Distance from the ligature, a significant predictor of the response to carotid artery ligation, is a variable common to all carotid artery ligation experiments. Inclusion of distance as a variable led to a 1.07- to 2.9-fold model improvement. Furthermore, the addition of a distance variable reveals aspects of the response that univariate methods simply cannot consider. Such information improves the description of the response as compared to previously used methods. Interestingly, it was the relatively small 1.07-fold improvement with the inclusion of distance in the model of lumen area that revealed the regional aspect of the vascular response of wild-type mice not present in OPN-null mice. Thus, even small model improvement can provide important insights into the remodeling response.

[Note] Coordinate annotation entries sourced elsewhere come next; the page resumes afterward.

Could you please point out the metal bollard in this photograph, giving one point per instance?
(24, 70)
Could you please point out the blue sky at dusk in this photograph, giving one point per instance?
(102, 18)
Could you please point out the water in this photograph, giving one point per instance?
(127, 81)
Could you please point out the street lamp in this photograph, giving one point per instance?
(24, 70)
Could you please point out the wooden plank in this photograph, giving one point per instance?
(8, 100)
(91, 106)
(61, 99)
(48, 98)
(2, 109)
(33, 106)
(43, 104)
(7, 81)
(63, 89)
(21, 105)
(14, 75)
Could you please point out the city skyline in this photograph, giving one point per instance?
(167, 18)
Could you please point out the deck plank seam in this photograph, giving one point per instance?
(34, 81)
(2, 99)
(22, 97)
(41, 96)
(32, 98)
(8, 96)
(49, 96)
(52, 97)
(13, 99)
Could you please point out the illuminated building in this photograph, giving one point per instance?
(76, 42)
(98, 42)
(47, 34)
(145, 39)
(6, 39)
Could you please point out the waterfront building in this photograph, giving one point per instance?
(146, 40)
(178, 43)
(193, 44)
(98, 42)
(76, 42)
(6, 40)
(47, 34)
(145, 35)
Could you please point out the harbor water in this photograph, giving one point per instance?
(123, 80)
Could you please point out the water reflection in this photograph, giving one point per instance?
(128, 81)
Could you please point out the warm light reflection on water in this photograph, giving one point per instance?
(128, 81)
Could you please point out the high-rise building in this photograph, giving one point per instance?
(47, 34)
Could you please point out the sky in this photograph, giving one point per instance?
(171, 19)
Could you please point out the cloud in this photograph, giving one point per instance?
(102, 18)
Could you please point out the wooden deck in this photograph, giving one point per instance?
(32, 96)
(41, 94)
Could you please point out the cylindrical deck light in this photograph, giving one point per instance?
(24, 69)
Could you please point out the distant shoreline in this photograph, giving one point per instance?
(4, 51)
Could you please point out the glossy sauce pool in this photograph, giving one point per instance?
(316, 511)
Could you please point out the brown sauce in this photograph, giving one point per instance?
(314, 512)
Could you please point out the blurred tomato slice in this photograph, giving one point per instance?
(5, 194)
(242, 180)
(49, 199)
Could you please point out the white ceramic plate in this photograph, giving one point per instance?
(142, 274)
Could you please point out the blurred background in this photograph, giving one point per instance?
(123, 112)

Further analysis of the data and regression models reveals that one mouse had a response to ligation that was much greater than that of the other ligated mice. Examination of the injury response in this mouse showed a large clot in the lumen in the region less than 1 mm from the ligature. This clot is probably the result of altered coagulation or a procedural problem and demonstrates the many influences involved in the vascular response. Interestingly, the outlying data came not just from sections containing the clot, but also from sections observed to be free of clot. We interpret this as showing that the presence of the deposit alters not just the response of sections containing the clot, but the response along the entire vessel. Thus, the routine exclusion of the data from the 1 mm arterial segment closest to the ligature removes the ability to detect an important source of response variation. To determine the effect of these outlying data on the analysis we repeated the analysis with the outlying data included. Though slight decreases in r-square values occurred for the linear models of the different vessel areas, inclusion of the outlier data did not alter the predictor significance of each variable. However, our attempt to improve the model with curve fitting was not as successful. The curvilinear model offered little improvement over the linear model using the data set containing outlying data. Thus, the exclusion of data from mice that demonstrate an obviously atypical response to the ligation procedure is important to the development of good models of the vascular response.

The vascular response induced by carotid artery ligation is typically localized in the region from 3 mm to 5 mm region closest to the ligature. In this study the response was observed to involve approximately 3 mm. Several other models of obstructive vascular pathology involve a similarly localized response. These pathology models might also benefit from regression analysis as the responses are multifactoral and may vary with distance along an arterial segment.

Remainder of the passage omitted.